Last Week ending on Friday (19th November 2010) NIFTY ended in red at 5890.30 with the loss of around 3% as compared to the last week’s closing of 6071.65. After making a life time high on the closing basis, NIFTY has witnessed a severe correction of almost 7% or say of 422 points. Last week was quite volatile for NIFTY, with series of negative news domestically and globally. Unveiling of 2G Spectrum Allocation Scam and a dramatic downturn in SKS MICROFINANCE’s collections led to a good selloff in TEELCOM, BANKING & FINANCE Sectors. Apart from this, Textile Units across the country have gone on a strike against the extreme increase in cotton prices, which led to a selloff in TEXTILE Sector. On the Global Front, lifting of rates by The Bank of Korea by a quarter-point to 2.50%, and hiking of reserve requirement ratio by 50 BPs by Peoples Bank of China (PBOC) to combat inflation led to a selloff in the Markets all over the globe. China also limited investment in real estate by foreign individuals and companies. Foreigners will be limited to a single residential property unit and companies will be permitted to purchase only commercial properties they intend to use. The rules are in addition to existing curbs imposed by some Chinese cities which restrict real estate investments by foreigners to a single property outside their principal residence. Apart from these, the debt worries in Ireland also invited bears to dominate the markets all over globe. Last week, NIFTY made a Bearish three Outside Down Pattern, which confirmed the formation of Bearish Engulfing Candlestick Pattern, formed last week. For the week, NIFTY made a high of 6144.05, while a low of 5890.30. NIFTY is approaching slowly and slowly towards its 40-Days EMA (Exponential Moving Average) of 5522.61 and has breached the 20-Days EMA of 6097.40.

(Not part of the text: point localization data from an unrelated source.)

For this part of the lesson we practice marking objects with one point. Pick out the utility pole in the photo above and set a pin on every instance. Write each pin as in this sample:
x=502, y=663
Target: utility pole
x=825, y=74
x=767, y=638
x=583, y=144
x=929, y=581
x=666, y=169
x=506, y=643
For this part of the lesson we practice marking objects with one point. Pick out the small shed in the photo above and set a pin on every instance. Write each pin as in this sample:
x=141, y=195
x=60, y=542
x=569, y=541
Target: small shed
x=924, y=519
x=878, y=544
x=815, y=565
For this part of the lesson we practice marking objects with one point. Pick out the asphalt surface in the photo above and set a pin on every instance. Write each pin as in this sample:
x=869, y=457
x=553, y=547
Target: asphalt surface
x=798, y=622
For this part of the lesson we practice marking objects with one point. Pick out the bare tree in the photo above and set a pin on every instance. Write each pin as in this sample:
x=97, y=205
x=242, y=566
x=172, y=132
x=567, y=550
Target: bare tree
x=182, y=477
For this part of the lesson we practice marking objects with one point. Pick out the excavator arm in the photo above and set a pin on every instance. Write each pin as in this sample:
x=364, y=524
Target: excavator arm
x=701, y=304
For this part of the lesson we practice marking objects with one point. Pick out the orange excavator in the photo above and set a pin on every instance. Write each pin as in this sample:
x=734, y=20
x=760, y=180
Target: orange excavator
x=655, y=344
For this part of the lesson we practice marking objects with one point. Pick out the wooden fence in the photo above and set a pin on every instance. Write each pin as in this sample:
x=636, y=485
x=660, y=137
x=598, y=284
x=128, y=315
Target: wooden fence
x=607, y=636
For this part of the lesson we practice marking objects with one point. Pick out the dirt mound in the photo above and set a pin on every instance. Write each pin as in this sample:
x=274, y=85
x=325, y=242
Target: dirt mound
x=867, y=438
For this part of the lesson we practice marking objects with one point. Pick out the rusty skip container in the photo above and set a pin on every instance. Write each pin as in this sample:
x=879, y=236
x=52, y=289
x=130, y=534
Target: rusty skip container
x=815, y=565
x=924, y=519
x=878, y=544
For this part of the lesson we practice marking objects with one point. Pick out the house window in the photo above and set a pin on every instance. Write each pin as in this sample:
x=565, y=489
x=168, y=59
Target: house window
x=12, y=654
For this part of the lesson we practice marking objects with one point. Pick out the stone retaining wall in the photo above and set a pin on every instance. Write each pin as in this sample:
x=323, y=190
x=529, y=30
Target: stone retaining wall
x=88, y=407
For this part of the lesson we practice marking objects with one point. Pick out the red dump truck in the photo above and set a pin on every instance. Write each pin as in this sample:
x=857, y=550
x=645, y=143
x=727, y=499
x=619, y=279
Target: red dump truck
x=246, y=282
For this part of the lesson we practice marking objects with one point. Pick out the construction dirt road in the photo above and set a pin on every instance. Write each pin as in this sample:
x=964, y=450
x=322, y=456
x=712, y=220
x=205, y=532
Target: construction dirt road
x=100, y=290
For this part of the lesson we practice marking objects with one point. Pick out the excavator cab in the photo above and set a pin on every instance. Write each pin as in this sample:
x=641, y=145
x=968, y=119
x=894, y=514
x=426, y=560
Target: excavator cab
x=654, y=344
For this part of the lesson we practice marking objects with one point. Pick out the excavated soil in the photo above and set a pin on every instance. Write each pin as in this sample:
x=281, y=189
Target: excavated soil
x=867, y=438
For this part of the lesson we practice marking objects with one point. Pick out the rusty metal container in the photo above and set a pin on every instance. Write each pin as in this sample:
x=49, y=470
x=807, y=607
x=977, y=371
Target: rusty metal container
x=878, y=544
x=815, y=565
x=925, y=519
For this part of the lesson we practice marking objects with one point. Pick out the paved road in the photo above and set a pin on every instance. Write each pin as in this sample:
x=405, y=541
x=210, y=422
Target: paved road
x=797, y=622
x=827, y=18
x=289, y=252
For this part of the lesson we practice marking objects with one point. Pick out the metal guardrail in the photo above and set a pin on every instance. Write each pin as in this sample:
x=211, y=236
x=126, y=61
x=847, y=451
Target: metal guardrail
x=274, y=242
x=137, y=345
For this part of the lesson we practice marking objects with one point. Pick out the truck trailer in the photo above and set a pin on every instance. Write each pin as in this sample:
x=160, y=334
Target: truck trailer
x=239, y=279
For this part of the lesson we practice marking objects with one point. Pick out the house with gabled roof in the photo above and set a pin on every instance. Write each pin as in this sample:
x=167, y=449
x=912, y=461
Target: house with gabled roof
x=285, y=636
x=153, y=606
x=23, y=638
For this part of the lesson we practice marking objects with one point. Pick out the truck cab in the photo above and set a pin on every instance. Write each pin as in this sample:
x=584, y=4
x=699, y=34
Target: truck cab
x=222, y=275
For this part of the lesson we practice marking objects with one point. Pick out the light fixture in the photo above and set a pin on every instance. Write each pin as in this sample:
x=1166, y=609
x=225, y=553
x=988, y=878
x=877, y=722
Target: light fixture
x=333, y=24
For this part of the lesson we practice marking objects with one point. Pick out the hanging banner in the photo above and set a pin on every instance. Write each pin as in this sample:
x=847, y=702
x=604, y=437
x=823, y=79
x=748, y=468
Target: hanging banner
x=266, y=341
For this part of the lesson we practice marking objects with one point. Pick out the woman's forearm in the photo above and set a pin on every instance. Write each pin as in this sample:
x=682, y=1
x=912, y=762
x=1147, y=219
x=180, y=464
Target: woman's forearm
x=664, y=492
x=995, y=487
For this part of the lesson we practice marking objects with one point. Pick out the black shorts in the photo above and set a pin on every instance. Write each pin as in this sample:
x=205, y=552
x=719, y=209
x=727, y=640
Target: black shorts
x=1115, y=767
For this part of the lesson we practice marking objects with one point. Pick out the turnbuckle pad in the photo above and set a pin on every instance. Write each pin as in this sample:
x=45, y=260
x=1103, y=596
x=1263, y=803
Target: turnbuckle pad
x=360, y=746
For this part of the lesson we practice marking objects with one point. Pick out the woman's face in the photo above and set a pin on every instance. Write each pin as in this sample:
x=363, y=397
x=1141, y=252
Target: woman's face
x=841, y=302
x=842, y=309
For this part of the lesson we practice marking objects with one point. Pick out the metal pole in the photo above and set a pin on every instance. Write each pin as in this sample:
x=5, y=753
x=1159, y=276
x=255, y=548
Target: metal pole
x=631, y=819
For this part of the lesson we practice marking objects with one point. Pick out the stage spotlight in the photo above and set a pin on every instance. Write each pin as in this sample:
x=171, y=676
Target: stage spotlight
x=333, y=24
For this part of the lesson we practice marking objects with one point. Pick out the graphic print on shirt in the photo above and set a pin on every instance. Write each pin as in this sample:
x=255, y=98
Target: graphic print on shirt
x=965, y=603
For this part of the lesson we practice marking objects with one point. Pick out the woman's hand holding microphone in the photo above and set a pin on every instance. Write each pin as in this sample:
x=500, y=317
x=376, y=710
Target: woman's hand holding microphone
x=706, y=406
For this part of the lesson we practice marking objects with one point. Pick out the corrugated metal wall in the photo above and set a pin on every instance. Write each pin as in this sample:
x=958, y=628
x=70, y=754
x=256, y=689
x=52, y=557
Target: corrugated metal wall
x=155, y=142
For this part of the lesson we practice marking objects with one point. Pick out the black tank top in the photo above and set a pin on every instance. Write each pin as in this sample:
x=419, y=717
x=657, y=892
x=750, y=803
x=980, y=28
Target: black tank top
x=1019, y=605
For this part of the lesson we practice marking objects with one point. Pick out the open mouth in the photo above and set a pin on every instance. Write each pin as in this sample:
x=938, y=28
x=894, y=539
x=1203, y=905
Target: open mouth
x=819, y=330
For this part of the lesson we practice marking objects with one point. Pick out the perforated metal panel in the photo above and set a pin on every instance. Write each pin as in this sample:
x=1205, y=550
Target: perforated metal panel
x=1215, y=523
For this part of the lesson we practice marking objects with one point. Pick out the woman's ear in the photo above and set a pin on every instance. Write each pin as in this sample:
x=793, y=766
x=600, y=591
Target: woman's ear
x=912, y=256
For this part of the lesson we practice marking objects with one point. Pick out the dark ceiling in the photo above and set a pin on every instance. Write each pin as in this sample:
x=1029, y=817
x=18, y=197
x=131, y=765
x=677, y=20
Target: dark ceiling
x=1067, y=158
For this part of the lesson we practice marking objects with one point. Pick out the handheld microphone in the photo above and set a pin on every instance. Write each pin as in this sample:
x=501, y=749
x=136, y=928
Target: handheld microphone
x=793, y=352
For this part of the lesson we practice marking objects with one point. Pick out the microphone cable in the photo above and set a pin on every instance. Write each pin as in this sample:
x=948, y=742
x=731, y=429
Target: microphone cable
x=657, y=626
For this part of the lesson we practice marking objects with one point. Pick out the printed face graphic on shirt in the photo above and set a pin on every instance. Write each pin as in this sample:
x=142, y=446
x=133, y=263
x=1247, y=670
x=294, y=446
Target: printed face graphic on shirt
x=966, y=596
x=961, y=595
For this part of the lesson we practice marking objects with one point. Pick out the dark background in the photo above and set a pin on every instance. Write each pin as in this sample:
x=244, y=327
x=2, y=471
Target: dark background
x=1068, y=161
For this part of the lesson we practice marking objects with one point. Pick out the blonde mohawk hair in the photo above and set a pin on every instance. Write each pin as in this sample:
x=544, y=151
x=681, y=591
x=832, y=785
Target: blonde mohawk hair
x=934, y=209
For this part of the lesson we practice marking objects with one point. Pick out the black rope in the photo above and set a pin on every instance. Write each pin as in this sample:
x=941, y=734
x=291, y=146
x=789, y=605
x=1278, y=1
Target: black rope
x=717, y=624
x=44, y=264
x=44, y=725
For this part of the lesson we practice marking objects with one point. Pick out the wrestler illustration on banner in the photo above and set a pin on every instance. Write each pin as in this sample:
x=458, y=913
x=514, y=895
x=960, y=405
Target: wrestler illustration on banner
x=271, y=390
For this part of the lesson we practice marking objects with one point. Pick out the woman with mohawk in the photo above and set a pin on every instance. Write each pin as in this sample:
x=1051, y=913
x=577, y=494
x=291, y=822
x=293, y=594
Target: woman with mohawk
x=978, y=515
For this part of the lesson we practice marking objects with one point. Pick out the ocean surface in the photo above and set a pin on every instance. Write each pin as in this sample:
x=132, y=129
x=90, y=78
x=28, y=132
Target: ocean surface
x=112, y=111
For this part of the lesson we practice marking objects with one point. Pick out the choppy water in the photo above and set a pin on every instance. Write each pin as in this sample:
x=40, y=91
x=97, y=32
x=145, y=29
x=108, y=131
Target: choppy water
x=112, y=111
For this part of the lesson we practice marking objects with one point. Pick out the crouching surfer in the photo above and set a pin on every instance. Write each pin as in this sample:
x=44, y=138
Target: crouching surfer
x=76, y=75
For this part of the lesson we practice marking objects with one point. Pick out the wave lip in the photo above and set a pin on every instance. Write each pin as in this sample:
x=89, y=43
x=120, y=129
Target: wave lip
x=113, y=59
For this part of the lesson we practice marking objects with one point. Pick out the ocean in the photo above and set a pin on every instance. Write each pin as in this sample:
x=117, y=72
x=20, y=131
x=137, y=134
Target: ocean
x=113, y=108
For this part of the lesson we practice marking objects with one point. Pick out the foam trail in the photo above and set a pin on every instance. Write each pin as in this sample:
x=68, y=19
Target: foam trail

NIFTY may now drag to the levels of 5600/5500 in the coming weeks with TELECOM, REALTY & INFRA, BANKING & FINANCE, TEXTILE, OIL & GAS, METALS and IT Sectors in pressure.
Majority of the International Indices have retraced back from their important resistance levels after touching them, raising the expectation of more of a correction in next coming weeks, hence a cautious approach is recommended while trading in the markets. Traders are suggested to trade cautiously by following Strict Stop Losses and avoid making fresh investments at this point of time.
On the Global front, in Asia, Japan will release its October trade report this week, while Thailand, Malaysia and the Philippines will all release third-quarter GDP data. In Europe, German economic data will be in focus next week, with third-quarter gross domestic product and the Ifo business-climate index on tap. In US, PC giant, HP will report fourth-quarter earnings. Also there's a raft of economic data, including home sales, jobless claims and consumer spending.